Kıyak Yavuz Selim, Emekli Emre, Coşkun Özlem, Budakoğlu Işıl İrem
Department of Medical Education and Informatics, Faculty of Medicine, Gazi University, Ankara, Turkey.
Department of Bioinformatics and Telemedicine, Jagiellonian University Medical College, Kraków, Poland.
Med Teach. 2025 Apr;47(4):744-747. doi: 10.1080/0142159X.2024.2430360. Epub 2024 Nov 27.
Manually creating multiple-choice questions (MCQ) is inefficient. Automatic item generation (AIG) offers a scalable solution, with two main approaches: template-based and non-template-based (AI-driven). Template-based AIG ensures accuracy but requires significant expert input to develop templates. In contrast, AI-driven AIG can generate questions quickly but with inaccuracies. The Hybrid AIG combines the strengths of both methods. However, neither have MCQs been generated using the Hybrid AIG approach nor has any validity evidence been provided.

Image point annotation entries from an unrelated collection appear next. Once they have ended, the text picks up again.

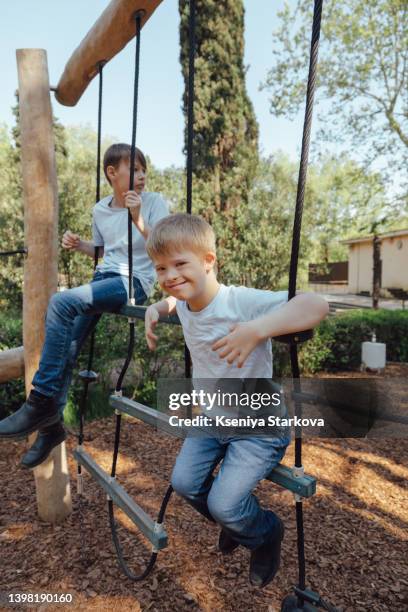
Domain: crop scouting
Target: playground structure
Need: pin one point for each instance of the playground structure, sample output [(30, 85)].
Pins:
[(113, 30)]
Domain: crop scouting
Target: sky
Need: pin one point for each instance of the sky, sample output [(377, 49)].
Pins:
[(58, 27)]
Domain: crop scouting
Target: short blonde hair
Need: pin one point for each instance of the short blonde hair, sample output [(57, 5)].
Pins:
[(180, 231)]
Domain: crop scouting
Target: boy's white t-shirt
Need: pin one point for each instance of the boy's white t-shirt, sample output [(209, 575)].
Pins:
[(110, 230), (231, 305)]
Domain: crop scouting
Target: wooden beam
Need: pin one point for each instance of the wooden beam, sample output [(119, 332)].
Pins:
[(40, 196), (11, 364), (109, 35)]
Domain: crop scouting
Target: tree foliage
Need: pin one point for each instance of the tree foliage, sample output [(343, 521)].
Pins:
[(225, 128)]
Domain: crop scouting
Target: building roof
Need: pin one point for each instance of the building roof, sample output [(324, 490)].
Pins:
[(394, 234)]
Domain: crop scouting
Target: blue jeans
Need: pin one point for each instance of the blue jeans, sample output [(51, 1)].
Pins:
[(71, 317), (227, 498)]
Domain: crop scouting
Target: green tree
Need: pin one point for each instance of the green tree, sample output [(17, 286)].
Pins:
[(225, 128), (362, 77)]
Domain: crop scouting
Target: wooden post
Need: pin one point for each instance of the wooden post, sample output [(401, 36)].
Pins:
[(40, 196), (109, 35)]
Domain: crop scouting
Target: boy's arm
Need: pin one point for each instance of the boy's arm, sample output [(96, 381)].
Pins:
[(73, 242), (153, 313), (302, 312), (133, 202)]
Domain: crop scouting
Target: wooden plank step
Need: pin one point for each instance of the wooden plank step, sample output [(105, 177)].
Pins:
[(305, 485)]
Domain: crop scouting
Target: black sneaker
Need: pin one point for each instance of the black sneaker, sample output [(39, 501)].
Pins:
[(37, 412), (265, 559), (47, 439), (226, 544)]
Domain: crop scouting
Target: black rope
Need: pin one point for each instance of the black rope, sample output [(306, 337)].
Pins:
[(118, 547), (190, 105), (300, 196), (138, 17), (88, 379), (297, 224)]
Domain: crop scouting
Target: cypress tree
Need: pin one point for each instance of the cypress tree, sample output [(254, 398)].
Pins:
[(225, 129)]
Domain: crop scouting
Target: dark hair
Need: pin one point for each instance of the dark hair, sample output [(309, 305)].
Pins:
[(118, 152)]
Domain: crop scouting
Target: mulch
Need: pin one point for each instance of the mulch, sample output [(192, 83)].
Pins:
[(355, 526)]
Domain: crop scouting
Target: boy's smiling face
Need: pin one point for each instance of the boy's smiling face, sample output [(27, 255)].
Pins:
[(187, 276)]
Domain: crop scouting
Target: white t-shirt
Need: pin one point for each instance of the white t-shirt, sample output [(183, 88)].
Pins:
[(110, 230), (231, 305)]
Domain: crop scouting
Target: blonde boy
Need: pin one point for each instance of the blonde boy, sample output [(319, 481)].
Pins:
[(227, 330)]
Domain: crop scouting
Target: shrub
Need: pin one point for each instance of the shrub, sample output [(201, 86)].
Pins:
[(336, 344)]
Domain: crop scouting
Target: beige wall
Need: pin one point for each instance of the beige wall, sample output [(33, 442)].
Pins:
[(394, 264)]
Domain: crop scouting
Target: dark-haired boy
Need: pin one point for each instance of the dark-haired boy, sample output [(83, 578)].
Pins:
[(72, 314)]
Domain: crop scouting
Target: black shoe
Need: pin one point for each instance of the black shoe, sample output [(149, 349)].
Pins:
[(265, 559), (226, 544), (47, 439), (37, 412)]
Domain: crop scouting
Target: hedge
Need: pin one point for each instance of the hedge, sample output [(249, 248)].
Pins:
[(336, 344)]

We generated MCQs using the Hybrid AIG approach and investigated the validity evidence of these questions by determining whether experts could identify the correct answers. We used a custom ChatGPT to develop an item template, which were then fed into Gazitor, a template-based AIG (non-AI) software. A panel of medical doctors identified the answers.

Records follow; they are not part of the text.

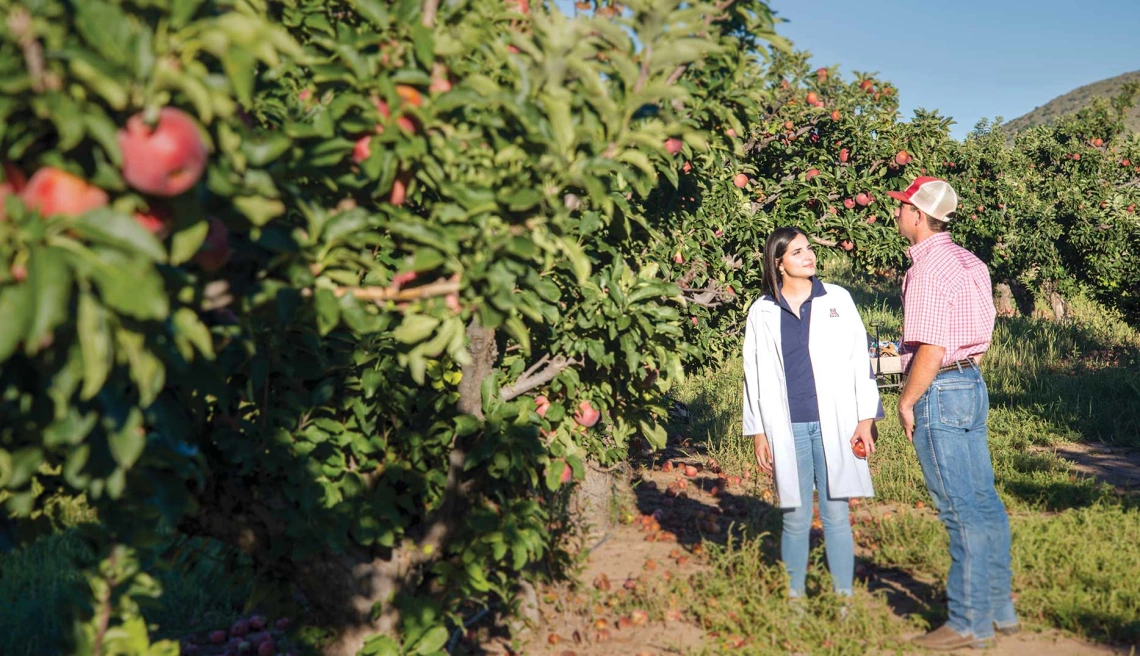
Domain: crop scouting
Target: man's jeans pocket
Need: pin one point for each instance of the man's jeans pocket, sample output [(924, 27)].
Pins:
[(958, 404)]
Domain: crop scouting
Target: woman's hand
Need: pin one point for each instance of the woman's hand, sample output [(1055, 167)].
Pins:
[(763, 452), (865, 432)]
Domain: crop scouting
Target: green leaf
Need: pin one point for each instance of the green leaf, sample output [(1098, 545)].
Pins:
[(181, 11), (16, 307), (263, 151), (432, 641), (239, 66), (114, 228), (24, 463), (128, 442), (106, 27), (96, 345), (373, 10), (185, 243), (259, 209), (415, 329), (49, 280), (146, 370), (189, 328), (578, 260), (327, 310), (654, 434), (424, 45), (127, 286)]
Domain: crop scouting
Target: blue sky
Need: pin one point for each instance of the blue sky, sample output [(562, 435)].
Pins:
[(969, 58)]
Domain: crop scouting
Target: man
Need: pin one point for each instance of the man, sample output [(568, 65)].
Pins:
[(947, 325)]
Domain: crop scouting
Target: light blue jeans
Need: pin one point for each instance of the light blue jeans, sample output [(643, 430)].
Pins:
[(797, 521), (951, 443)]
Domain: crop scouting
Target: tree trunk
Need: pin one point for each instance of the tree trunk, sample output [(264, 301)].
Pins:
[(1056, 301), (351, 592), (1003, 300), (594, 501)]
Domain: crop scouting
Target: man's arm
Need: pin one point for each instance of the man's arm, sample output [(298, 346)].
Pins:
[(923, 367)]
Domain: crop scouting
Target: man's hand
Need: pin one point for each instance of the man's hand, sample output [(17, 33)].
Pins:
[(906, 419), (864, 432), (763, 452), (923, 369)]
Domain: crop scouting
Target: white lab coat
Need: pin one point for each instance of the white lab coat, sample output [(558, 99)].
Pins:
[(846, 391)]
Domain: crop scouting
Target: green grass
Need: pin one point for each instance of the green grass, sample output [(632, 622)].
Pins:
[(1076, 541), (205, 585)]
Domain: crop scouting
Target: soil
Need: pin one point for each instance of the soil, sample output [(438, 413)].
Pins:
[(1117, 466), (621, 553)]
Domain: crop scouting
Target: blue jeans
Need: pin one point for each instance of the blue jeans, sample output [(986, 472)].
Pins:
[(951, 442), (797, 523)]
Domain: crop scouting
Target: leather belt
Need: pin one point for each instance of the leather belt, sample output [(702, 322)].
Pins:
[(959, 365)]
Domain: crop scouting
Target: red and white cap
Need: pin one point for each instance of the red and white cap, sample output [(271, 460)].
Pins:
[(933, 195)]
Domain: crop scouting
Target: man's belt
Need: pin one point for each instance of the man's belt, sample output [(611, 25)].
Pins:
[(959, 365)]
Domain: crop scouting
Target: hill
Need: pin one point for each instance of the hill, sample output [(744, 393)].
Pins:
[(1074, 100)]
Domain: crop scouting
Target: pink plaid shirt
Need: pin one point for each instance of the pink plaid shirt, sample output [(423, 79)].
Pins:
[(947, 301)]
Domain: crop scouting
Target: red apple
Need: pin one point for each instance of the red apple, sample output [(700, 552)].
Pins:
[(363, 150), (14, 184), (542, 405), (586, 415), (163, 160), (214, 251), (56, 192)]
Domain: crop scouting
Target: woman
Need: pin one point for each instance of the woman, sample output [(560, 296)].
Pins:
[(809, 397)]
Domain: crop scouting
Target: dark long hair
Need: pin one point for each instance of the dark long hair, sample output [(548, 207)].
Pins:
[(773, 251)]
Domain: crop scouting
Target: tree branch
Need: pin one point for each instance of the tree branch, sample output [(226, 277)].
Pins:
[(430, 8), (708, 21), (19, 24), (531, 380)]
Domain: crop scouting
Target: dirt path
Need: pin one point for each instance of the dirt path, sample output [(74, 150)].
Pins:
[(575, 621), (1117, 466)]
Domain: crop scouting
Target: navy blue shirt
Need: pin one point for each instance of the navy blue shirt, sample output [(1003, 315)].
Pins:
[(798, 373)]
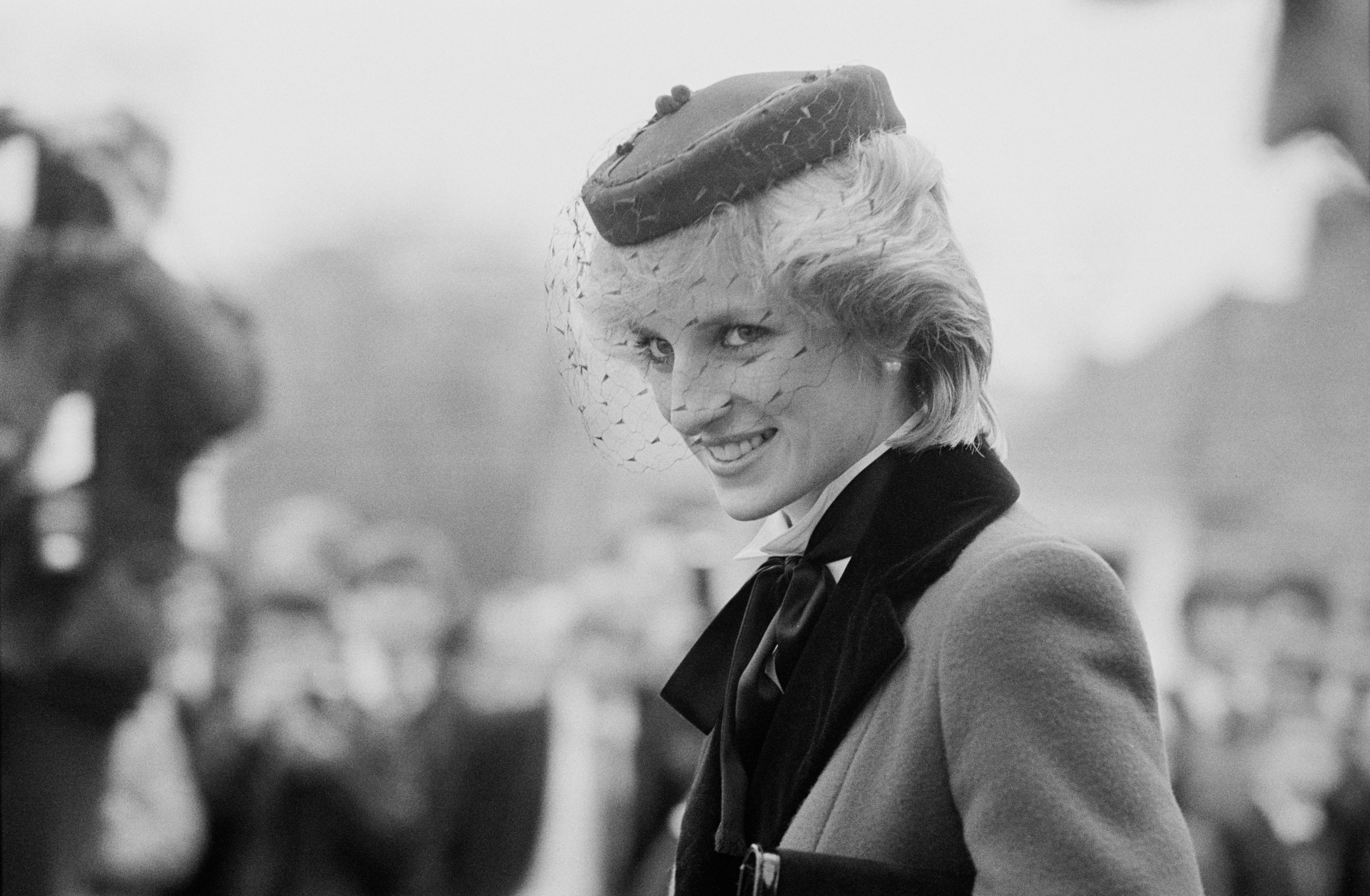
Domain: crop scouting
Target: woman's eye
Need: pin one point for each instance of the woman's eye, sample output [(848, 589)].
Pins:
[(657, 350), (739, 336)]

Of 105 decisions, 101 (96.2%) matched the software's correct answer. In all MCQs (100%), the experts reached a consensus on the correct answer. The evidence corresponds to the 'Relations to Other Variables' in Messick's validity framework.
The Hybrid AIG approach can enhance the efficiency of MCQ generation while maintaining accuracy. It mitigates concerns about hallucinations while benefiting from AI.
手动创建多项选择题(MCQ)效率低下。自动试题生成(AIG)提供了一种可扩展的解决方案,有两种主要方法:基于模板的和非基于模板的(人工智能驱动)。基于模板的AIG可确保准确性,但需要专家大量投入来开发模板。相比之下,人工智能驱动的AIG可以快速生成问题,但存在不准确之处。混合AIG结合了两种方法的优点。然而,既没有使用混合AIG方法生成MCQ,也没有提供任何有效性证据。
我们使用混合AIG方法生成MCQ,并通过确定专家是否能够识别正确答案来研究这些问题的有效性证据。我们使用定制的ChatGPT开发了一个试题模板,然后将其输入到基于模板的AIG(非人工智能)软件Gazitor中。一组医学博士确定了答案。
在105个判断中,101个(96.2%)与软件的正确答案相符。在所有MCQ中(100%),专家们就正确答案达成了共识。该证据与梅西克有效性框架中的“与其他变量的关系”相对应。
混合AIG方法可以提高MCQ生成的效率,同时保持准确性。它减轻了对幻觉的担忧,同时受益于人工智能。